Ennahdha n’a pas fait sa campagne seule
Le parti islamiste a été aidé, et pas qu’un peu, par ses détracteurs.
Ces partis qui ont fait leur campagne en attaquant Ennahdha, ont soudé ses
militants et lui ont donné l’occasion de montrer leur tolérance à la critique.
Mieux, c’était le concours entre les partis « progressistes », à qui
diaboliserait le plus Ennahdha, transformant la campagne électorale en cour de
recréation. Au point que les critiques constructives devenaient inaudibles.

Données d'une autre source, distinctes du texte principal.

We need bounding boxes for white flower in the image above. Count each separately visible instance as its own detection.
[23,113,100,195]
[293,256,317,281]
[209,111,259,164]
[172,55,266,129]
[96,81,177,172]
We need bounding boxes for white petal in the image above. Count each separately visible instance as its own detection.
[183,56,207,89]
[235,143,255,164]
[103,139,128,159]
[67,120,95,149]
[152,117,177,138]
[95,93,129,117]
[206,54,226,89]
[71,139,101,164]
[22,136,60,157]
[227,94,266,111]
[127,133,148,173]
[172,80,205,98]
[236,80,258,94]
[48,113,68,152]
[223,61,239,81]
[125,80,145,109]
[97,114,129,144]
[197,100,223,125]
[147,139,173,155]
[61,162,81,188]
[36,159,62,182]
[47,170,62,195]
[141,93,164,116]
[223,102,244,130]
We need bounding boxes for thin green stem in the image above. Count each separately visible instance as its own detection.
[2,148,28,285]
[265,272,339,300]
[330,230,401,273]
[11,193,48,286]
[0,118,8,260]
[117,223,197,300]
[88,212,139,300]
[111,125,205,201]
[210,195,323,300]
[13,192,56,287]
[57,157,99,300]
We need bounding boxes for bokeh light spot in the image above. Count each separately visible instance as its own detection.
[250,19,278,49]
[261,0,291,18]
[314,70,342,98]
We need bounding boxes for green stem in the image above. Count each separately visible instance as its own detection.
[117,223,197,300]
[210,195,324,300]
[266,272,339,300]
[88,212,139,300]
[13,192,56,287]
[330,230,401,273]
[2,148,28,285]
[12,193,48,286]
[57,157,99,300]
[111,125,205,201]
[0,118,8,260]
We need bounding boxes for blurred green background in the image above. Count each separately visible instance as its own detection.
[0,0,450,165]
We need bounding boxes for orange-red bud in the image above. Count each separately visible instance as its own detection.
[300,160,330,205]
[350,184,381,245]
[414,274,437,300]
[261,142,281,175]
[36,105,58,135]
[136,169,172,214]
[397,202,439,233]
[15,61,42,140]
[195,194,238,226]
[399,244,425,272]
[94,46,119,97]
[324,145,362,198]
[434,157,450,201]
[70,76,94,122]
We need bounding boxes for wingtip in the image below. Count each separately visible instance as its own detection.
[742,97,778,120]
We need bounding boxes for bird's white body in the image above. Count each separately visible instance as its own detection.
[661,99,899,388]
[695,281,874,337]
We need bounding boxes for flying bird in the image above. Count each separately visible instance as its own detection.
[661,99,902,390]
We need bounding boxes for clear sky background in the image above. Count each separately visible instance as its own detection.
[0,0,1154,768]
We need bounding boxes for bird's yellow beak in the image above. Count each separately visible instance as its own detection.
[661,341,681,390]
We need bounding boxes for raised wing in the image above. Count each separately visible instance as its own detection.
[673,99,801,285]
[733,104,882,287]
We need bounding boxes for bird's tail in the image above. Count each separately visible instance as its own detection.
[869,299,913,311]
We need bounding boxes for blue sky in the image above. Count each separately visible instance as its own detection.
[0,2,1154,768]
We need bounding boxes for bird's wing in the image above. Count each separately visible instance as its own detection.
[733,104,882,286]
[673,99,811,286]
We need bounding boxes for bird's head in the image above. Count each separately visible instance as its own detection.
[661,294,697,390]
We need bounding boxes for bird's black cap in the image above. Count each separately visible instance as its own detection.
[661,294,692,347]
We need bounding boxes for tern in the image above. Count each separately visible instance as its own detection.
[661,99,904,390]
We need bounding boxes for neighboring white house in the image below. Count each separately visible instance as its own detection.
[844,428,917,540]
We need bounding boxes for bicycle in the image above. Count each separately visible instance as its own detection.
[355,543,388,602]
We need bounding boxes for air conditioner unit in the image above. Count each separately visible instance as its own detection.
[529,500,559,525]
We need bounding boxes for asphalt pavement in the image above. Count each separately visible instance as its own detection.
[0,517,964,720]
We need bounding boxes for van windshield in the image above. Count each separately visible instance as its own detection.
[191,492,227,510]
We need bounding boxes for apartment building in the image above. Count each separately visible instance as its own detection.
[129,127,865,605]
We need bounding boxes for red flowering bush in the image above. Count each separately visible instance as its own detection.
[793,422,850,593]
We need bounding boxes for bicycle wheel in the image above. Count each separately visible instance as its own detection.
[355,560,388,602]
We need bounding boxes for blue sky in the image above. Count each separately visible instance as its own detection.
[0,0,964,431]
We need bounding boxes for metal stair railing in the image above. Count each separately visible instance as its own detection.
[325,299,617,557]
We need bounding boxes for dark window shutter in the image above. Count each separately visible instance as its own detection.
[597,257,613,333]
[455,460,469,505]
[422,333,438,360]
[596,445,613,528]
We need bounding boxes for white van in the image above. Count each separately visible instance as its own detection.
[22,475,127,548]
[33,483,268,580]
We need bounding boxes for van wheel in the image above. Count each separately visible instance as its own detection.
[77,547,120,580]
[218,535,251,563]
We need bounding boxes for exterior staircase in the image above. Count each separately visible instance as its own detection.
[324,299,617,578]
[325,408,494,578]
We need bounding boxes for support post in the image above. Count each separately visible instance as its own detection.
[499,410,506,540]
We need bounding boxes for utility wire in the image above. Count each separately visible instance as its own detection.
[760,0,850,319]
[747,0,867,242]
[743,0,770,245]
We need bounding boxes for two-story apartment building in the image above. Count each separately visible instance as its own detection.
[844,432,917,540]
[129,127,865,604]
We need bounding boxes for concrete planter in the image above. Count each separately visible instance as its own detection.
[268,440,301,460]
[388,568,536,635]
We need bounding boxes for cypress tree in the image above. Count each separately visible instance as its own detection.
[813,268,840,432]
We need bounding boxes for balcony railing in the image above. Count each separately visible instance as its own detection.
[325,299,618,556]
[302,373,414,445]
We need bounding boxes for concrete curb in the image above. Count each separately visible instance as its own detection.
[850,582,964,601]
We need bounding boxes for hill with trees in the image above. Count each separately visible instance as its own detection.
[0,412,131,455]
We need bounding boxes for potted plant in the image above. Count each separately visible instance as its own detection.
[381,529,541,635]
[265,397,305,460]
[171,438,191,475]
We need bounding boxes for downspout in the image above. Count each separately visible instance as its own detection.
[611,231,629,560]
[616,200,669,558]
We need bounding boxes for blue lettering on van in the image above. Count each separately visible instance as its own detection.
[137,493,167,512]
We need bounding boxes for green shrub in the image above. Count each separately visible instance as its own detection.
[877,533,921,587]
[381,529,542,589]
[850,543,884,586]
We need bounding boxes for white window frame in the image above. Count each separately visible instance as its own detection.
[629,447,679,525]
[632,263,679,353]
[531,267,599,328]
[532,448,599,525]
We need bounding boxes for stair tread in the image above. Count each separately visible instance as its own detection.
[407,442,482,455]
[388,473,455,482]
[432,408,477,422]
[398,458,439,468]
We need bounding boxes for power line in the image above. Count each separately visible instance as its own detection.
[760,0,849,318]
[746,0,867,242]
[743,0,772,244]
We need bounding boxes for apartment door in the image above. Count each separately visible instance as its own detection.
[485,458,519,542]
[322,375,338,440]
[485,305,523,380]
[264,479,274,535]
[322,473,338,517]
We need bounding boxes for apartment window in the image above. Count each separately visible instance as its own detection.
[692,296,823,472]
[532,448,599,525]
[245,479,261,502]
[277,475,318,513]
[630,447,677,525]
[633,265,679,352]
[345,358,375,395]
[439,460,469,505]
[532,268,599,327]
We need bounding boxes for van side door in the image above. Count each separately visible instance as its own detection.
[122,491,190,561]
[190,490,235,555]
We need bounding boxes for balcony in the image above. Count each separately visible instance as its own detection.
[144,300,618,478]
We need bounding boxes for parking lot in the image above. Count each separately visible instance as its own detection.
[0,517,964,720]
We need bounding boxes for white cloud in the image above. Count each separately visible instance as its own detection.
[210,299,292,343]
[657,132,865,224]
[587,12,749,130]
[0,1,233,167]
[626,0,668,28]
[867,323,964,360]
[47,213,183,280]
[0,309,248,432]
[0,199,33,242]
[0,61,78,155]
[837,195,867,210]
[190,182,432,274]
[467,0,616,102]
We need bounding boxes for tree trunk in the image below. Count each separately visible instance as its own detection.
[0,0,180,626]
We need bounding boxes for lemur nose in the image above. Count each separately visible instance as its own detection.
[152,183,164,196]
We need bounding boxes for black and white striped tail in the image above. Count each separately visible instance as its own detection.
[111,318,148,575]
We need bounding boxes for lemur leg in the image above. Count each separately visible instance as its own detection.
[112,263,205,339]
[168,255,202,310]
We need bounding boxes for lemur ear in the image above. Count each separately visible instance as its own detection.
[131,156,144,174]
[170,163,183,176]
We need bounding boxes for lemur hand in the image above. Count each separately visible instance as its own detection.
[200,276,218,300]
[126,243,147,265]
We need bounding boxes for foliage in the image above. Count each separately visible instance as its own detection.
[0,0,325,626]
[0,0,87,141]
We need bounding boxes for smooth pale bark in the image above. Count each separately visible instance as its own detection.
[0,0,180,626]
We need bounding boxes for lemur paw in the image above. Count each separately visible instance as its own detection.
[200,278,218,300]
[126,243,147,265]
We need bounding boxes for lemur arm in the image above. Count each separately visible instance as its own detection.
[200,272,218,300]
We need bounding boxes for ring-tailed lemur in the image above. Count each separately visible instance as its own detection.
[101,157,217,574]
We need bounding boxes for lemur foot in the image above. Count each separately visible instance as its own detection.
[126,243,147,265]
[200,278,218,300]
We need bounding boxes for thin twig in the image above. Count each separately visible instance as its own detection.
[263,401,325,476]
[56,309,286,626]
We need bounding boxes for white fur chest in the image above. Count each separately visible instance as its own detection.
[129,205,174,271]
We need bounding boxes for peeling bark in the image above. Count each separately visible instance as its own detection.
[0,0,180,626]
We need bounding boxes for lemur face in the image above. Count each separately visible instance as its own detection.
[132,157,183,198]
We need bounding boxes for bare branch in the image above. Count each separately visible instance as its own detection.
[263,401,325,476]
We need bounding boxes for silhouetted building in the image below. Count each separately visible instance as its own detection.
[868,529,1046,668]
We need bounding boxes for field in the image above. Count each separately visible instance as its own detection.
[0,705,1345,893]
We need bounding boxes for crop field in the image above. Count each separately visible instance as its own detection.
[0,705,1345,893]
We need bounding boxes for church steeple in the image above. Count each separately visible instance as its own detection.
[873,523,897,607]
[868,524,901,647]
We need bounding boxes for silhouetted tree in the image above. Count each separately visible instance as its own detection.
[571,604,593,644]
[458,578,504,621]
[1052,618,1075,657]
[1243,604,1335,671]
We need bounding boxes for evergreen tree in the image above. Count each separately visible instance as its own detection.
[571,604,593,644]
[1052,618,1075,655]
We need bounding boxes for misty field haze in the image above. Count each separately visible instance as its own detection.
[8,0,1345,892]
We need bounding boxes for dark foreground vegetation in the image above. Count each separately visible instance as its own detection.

Déjà, dès le lendemain de la fuite de Ben Ali, entre autres
pièges posés par la contre-révolution, celui du débat sur la laïcité. Alors que
la question était réglée par un compromis acceptable, avec l’article 1 de la
constitution de 1959, plusieurs partis ses sont engouffrés dans la brèche et
tombent dans le piège à pieds joints, ils étaient dans un terrain où Ennahdha
était plus en phase avec l’électorat.
En Tunisie, l'année était ponctuée par des incidents où les islamistes et Ennahdha, par ricochet, étaient montrés du doigt: incidents lors de la diffusion de "Ni Allah, ni maître", agression à l'Université de Sousse et dernier épisode avec des manifestations suite à la diffusion de Persepolis sur Nessma TV. L’instrumentalisation hasardeuse de ces incidents, et particulièrement le dernier épisode, n’a pas arrangé les choses.
Les électeurs ont sanctionné les partis les plus virulents
vis-à-vis des islamistes et notamment les Parti démocrate progressiste, le
grand perdant de cette élection. Le PDP , donné favori derrière Ennahdha, a
fini en bas du tableau. La deuxième
place est disputée entre le Congrès pour la République (Centre-gauche
populiste), très conciliant avec les islamistes, qui a crée la surprise et la
Forum Démocratique pour le Travail et Liberté connu sous le nom Ettakatol (Social-démocrate).
C’est une victoire des conservateurs
La victoire d’Ennahdha est aussi la conséquence de neuf longs
mois d’instabilité. Les Tunisiens veulent un peu d’ordre et voient dans
Ennahdha le parti politique de l’ordre qui porte des valeurs, religieuses
certes, mais claires.
Nous pouvons être satisfaits par ces élections, elles se
sont déroulées relativement dans de bonnes conditions. On peut dénoncer quelques
dysfonctionnements, mais ils ne sont pas de nature à modifier le résultat. Le
problème réel était en amont du suffrage, le problème de l’argent et de la
publicité politique. En effet, Ennahdha avait des moyens considérables de
provenance inconnue. Mais ils n’étaient pas les seuls, et face à cette alliance
d’intérêts, les tentatives de l’instance de Yadh Ben Achour, dont la volonté
était de mettre de l’ordre dans le financement, ont été vaines.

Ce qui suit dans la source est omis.